I never cross a field that has cows

Even when I lived in London Id walk Wimbledon common / Richmond Park alone - never bothered me , actually the only time I encountered a flasher was in the local park in my road. Getting on the bus or tube carried more risk of a sexual assult, sometimes it seemed not a week went past without some bastard copping a feel

OlympicProcrastinator · 05/05/2024 05:50

I have been attacked by a male stranger while out walking and my mum has been smashed over the head by a man who snatched her bag as she walked by a canal. I’ve also been assaulted by a workman in my home. Coupled with the endless street harassment as a young woman I’m afraid I don’t think it’s ’vanishingly rare’ for men to attack strange women.

That said, now I am older and have moved to a safer area than the one I grew up in, I feel safer and have walked alone in the woods a few times but the fear never fully leaves me and it spoils my experience.

OlympicProcrastinator · 05/05/2024 05:55

midgetastic · 04/05/2024 14:42

Last year 6 women were killed by strangers in the uk

Of the 590 people killed , around 150-200 were women

To live close to 2 females being murdered in random attacks is statistically unusual

It’s not just death women fear. If you included sexual assault in that figure you’d see it sky rocket.
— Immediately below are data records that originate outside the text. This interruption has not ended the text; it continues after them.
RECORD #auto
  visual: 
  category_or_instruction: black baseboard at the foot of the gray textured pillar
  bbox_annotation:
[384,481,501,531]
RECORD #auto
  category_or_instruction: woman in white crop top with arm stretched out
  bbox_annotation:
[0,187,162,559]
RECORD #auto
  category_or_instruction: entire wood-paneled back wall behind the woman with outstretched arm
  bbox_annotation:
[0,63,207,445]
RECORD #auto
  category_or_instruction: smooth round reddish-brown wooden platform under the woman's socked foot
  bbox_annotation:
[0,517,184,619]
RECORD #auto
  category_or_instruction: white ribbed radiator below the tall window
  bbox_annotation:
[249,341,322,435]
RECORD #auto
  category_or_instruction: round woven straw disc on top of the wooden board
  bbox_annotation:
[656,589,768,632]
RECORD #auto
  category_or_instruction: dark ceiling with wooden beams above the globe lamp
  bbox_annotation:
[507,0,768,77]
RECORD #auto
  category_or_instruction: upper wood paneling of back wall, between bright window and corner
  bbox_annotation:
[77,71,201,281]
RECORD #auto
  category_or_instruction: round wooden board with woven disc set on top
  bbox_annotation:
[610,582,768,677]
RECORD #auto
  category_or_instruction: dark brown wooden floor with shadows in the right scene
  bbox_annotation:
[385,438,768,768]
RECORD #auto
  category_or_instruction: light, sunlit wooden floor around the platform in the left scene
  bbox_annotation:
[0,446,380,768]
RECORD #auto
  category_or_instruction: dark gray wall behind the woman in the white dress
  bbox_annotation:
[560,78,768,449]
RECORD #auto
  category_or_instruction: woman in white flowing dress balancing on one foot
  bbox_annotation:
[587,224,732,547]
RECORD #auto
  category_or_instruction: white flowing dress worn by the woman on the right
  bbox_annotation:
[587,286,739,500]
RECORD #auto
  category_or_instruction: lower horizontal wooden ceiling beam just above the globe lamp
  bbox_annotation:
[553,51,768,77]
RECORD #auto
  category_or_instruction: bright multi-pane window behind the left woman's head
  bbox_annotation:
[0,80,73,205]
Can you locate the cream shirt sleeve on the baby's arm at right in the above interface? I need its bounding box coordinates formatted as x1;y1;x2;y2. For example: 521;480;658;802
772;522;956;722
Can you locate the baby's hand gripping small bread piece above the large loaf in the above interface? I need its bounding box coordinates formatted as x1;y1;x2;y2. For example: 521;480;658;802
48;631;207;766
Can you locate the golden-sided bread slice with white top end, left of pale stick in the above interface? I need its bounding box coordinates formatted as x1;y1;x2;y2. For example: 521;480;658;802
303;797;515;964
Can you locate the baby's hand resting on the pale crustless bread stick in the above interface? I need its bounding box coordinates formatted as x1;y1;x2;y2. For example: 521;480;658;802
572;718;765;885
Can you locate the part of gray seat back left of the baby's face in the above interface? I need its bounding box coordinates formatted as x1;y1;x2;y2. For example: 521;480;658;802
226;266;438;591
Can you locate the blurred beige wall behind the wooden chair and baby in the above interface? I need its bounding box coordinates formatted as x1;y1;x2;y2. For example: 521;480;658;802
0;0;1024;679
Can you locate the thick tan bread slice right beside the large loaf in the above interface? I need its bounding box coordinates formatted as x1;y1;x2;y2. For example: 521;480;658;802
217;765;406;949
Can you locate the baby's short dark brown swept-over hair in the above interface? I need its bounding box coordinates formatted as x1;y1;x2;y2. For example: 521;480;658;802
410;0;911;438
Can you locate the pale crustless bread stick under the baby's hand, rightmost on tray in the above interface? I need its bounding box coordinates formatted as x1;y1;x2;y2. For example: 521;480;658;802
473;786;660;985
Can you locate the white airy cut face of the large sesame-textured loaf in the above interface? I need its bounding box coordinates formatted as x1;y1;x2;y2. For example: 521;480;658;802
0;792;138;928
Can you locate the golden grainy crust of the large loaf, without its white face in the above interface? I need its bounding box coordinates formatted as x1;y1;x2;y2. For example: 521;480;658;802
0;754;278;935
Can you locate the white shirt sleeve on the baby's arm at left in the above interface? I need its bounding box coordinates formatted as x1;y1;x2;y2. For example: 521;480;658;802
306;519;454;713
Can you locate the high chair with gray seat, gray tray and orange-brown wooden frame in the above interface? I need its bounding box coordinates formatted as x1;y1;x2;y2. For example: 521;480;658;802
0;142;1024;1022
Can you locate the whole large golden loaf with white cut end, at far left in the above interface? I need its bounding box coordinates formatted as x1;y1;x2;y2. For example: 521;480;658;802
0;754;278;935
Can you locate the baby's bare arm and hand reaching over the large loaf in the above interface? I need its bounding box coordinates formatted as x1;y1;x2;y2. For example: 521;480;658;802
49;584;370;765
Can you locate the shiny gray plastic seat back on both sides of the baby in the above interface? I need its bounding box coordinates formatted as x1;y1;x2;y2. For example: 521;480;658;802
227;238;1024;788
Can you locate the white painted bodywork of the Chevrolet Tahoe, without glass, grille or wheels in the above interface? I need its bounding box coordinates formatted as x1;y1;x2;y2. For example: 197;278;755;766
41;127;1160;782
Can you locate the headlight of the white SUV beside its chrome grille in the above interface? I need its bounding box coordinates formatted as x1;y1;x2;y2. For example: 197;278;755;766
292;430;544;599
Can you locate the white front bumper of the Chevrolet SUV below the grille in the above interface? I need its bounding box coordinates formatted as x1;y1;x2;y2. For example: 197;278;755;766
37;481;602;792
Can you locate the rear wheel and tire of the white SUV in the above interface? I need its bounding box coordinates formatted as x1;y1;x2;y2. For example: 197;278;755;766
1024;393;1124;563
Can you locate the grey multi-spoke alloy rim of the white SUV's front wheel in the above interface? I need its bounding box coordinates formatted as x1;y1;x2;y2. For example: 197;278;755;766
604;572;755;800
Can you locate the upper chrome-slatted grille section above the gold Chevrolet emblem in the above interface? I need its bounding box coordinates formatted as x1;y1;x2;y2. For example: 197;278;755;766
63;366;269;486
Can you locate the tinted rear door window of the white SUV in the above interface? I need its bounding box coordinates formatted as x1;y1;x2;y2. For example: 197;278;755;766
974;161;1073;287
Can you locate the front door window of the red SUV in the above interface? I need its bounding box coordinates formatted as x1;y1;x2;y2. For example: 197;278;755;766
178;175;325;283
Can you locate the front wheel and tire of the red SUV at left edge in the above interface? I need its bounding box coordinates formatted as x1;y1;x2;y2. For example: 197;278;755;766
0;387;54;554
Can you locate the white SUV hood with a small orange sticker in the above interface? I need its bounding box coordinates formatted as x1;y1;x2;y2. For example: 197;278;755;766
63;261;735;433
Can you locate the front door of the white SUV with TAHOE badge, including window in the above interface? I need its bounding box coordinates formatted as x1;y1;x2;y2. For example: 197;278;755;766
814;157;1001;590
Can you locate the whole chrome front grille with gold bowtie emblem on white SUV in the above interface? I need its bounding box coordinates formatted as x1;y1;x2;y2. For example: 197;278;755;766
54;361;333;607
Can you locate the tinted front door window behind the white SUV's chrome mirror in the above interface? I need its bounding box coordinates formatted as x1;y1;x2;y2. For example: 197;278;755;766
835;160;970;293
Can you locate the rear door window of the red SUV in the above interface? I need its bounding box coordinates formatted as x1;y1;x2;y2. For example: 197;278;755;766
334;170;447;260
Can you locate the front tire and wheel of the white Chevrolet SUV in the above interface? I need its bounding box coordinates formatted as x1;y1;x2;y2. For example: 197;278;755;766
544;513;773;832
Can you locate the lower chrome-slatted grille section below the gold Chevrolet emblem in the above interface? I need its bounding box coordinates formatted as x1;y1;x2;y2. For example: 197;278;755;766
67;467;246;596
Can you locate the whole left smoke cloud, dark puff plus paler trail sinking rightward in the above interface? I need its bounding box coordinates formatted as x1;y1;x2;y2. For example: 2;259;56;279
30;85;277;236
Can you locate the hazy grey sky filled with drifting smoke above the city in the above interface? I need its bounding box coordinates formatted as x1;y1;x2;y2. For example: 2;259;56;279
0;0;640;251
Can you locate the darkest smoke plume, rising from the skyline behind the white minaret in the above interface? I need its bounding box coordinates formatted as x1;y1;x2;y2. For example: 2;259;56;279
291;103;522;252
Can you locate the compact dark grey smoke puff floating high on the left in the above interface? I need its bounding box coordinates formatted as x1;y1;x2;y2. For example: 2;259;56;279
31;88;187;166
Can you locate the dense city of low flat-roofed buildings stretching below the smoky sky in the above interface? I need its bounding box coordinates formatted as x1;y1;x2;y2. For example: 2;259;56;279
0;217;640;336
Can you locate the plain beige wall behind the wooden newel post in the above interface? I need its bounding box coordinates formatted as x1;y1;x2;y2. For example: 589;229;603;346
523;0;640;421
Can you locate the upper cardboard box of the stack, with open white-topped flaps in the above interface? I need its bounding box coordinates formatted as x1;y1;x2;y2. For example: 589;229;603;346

BogRollBOGOF · 05/05/2024 07:44

I'm not molding my life around crimes that still carry shock value around 30 years later.

I'm happier in random, very quiet countryside than in quiet-ish, known places. That said there are some places like that I use because they're useful for joining routes up, and on balance it's safer running off road than on road routes with lots of crossings.

At night I stay to well lit, calm places.

Whothefuckdoesthat · 05/05/2024 09:18

I’m not molding my life around crimes that still carry shock value around 30 years later. 🙄 Fucking hell. A perfect example of someone completely missing the sodding point.

It’s great that you have that attitude. I hope nothing ever happens to make you lose it. However, your fears and concerns are shaped by your experiences and the things you see around you. Are you with me so far?

The Russell murders happened close. Very, very close. All of our parents drummed it into us that walking around in the middle of nowhere was no longer safe and something that we could no longer do without being aware of our surroundings. When you learn this lesson at an early age, it isn’t something that leaves you. And it was compounded by the murder of Julia James, a pcso presumably used to dealing with violent and aggressive men, as well as her dog with her. This is without seeing all of the non fatal attacks on girls and women. The sexual assaults, the intimidation, the verbal harassment, the flashers, the gropers, the men trying to encourage girls and women to get in their cars with them. I can’t remember a week going by where I haven’t heard about something on the local news or on line.

I haven’t picked some random murder and decided that I’m not walking through the woods in case that happens to me. Personal experience has taught me that men, as a group, can be bloody dangerous to women, as well as to other men, in a way that other women don’t tend to be, and that I don’t stand a chance of being able to fight off a man in the way I’d be able to fight off a woman. That has left me with a fear of walking through places where violent men don’t have the fear of being witnessed by passers by to put them off committing a crime. I’d love to go and sit in the woods for a few hours and just listen to the birds. But I wouldn’t enjoy it because I wouldn’t feel safe. So I don’t.

I’m genuinely happy for you that you don’t feel that way and are able to enjoy walking wherever you like without fear. As I said, I hope nothing ever happens to change that. But it is my firmly held opinion that if nothing has ever happened to leave you too afraid to walk alone in a deserted area, it’s because you’ve been lucky. It’s not because you’ve done anything in particular or you’ve given off any air of confidence. It’s luck. So how fucking dare you try and belittle other women’s fears because their experiences have left them with a fear that alters their behaviour? Shame on you.